The Rangers' night started well as Todd Frazier delivered a two-run single in the top of the first. It also ended with Scott Heineman hitting his first home run of the season in the ninth with his brother Tyler behind the plate for the Giants.
The rest of the game was a struggle for the Rangers, both on the mound and at the plate.
Six Rangers pitchers combined for 11 walks and one hit batter, and six of them ended up scoring. Five of the Giants' innings on offense began with either a walk or a hit batter. The Rangers allowed two runs by issuing bases-loaded walks.
“We didn’t play real good today,” manager Chris Woodward said. ”It wasn’t our best game. It’s frustrating when you have 11 walks and one hit by pitch. Obviously we are going to have to push that one aside and move on because we are not going to win many games when you walk that many guys.”
The Rangers had just five hits after the first inning and are now hitting .186 with a .283 on-base percentage and .326 slugging percentage after seven games. They have scored 18 runs total this season.
“I don’t think anything is going our way right now,” Woodward said. “Early on we weren’t playing good defense. We were pitching pretty well. Our offense hasn’t been consistent, that’s the biggest thing. The grinding of at-bats, sometimes it seems too easy at times. We have to get tough. We knew it wasn’t going to be easy; right now we are making it a lot harder on ourselves.”
Lyles was making his first start for the Rangers and allowed just three hits but walked five. He threw 78 pitches and 42 for strikes, but only eight of the 21 curves thrown found the zone. That 38 percent rate was down from his 60 percent rate with the curve last season.
Lyles did not get a swinging strike on any of his 21 curves. He had a 29 percent whiff rate on his curve last season. Two of the 12 outs recorded by Lyles came off the curve.
“Honestly I just wish I would have realized it earlier that they were expecting my curveball not to be in the zone,” Lyles said. “They waited for my curveball to be in the zone for them to actually start respecting my curveball that [was] below the zone, my swing-and-miss. They took all those; they did a really good job. I threw a bunch of 'em, I thought a bunch of good ones under the zone. I couldn't get any of them to bite.”
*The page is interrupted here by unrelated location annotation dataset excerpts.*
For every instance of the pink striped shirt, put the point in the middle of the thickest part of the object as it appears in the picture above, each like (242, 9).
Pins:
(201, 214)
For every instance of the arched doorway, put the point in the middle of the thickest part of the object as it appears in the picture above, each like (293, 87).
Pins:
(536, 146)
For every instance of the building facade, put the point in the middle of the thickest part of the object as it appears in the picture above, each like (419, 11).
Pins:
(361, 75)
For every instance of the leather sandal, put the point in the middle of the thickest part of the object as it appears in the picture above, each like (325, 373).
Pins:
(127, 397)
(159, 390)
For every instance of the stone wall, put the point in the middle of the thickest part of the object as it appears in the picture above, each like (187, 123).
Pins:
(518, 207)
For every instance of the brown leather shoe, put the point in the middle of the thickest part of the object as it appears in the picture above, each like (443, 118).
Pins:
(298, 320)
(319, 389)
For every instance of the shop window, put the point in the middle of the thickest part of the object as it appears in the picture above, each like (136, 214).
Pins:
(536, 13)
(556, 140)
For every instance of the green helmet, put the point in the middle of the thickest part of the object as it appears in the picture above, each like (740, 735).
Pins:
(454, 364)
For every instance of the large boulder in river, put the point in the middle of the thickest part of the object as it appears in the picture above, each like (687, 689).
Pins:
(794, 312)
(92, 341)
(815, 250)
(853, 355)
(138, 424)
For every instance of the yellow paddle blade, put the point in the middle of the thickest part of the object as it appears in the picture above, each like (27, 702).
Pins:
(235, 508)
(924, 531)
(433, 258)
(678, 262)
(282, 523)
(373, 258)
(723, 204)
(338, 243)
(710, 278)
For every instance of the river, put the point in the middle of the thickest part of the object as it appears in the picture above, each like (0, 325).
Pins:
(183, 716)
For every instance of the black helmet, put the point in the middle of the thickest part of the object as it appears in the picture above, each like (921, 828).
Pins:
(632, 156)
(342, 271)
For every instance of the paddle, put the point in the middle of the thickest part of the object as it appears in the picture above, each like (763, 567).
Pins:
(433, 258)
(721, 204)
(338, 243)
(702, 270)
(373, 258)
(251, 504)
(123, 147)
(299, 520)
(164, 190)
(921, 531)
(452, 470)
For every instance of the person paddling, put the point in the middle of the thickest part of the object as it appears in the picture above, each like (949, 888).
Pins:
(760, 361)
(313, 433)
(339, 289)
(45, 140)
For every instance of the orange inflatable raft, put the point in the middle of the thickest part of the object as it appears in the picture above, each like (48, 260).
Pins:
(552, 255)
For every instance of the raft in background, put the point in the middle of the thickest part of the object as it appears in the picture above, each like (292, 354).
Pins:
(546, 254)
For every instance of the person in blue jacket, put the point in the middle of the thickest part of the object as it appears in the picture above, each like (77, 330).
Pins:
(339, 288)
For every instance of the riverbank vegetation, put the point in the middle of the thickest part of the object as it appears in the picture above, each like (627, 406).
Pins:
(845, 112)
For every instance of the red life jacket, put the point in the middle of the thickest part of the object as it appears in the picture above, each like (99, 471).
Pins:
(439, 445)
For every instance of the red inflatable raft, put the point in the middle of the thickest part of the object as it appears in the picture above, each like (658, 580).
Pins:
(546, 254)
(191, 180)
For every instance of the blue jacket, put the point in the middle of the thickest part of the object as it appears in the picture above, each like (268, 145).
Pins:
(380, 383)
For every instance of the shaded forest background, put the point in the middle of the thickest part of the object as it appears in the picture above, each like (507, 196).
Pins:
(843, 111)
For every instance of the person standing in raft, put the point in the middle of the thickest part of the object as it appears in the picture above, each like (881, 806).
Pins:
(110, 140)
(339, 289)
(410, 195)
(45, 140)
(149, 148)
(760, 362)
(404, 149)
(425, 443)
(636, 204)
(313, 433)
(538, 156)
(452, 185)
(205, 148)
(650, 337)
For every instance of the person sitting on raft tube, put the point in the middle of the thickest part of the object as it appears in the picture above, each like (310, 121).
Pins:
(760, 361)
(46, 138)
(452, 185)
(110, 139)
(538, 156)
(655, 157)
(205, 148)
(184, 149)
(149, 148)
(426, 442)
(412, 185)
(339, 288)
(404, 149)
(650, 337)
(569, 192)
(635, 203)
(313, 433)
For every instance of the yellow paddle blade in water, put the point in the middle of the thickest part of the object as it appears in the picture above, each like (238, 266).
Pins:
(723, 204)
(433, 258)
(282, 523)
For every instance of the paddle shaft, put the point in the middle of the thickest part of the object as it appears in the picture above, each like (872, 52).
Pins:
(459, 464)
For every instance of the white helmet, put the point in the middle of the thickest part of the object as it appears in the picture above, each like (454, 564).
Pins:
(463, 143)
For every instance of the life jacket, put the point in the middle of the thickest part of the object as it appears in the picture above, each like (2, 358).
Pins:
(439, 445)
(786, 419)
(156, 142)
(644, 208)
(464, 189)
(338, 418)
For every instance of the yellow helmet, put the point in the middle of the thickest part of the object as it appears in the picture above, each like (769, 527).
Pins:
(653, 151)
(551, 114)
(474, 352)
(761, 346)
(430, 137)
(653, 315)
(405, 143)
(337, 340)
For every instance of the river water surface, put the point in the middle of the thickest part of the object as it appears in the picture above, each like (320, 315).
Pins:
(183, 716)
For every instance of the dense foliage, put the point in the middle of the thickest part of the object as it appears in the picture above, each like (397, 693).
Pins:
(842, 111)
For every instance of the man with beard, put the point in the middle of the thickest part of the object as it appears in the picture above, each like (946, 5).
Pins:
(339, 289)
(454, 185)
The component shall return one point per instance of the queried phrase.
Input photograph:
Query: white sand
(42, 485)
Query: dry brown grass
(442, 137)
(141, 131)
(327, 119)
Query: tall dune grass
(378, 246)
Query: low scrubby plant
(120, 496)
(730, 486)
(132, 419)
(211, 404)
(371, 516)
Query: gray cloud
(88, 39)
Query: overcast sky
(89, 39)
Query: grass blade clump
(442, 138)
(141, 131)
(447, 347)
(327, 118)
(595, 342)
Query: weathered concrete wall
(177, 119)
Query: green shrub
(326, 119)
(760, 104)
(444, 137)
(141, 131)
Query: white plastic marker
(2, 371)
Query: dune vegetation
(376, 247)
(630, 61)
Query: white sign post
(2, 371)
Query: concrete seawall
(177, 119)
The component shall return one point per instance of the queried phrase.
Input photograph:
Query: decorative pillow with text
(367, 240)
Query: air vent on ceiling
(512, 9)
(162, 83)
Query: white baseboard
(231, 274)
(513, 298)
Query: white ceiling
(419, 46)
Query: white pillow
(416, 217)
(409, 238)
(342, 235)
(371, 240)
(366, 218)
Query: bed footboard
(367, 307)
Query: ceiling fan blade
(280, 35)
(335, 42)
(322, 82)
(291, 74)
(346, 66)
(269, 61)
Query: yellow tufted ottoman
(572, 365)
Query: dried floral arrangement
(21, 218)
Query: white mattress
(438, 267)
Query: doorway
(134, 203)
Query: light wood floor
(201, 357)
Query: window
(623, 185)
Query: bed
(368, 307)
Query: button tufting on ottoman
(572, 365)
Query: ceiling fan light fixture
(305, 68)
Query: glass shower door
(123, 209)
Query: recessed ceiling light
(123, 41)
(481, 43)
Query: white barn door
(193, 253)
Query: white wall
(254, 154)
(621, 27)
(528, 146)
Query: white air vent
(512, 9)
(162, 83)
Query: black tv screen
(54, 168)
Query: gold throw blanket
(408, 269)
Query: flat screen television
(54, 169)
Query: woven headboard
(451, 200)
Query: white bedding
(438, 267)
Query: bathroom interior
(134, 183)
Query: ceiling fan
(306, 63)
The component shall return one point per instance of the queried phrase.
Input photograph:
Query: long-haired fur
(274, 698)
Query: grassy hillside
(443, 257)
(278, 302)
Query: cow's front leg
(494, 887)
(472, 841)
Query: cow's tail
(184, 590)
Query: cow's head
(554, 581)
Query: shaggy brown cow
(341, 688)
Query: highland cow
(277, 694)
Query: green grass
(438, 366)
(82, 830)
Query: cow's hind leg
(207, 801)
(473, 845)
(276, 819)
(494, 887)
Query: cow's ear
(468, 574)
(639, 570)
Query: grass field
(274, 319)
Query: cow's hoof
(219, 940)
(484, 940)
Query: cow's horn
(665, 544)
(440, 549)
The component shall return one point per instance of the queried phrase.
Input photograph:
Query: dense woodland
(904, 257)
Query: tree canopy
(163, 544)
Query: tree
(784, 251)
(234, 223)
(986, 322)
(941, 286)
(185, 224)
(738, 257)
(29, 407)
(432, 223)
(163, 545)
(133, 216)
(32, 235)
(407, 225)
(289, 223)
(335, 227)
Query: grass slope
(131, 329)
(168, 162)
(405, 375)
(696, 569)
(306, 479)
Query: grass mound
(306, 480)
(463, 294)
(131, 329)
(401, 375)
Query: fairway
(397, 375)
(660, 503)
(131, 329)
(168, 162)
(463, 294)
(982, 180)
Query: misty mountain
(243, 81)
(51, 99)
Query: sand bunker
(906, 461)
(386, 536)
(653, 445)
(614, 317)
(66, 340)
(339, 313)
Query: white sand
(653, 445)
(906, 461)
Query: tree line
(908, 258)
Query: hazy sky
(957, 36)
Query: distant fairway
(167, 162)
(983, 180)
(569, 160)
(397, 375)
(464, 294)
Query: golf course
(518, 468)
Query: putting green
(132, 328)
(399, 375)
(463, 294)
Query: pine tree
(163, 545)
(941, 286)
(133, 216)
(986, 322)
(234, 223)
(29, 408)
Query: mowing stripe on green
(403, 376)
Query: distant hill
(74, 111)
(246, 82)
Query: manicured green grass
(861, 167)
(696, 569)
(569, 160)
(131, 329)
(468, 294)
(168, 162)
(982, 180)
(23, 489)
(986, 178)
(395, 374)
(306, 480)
Lyles walked four in the first three innings and they all ended up scoring. Evan Longoria made him pay with a two-run double in the first and Donovan Solano had a two-run single in the third to give the Giants a 4-2 lead.
“That outing, it stinks,” Lyles said. “Walking so many guys, just putting free passes on everyone. Just giving way too much respect and not being in zone a little bit better. That's tough. It's tough on me, it's tough on the guys behind me, fans watching the game. I mean, it's slow. That's not what I'm about; I like to get it and go. Next outing. I'll be in zone more.”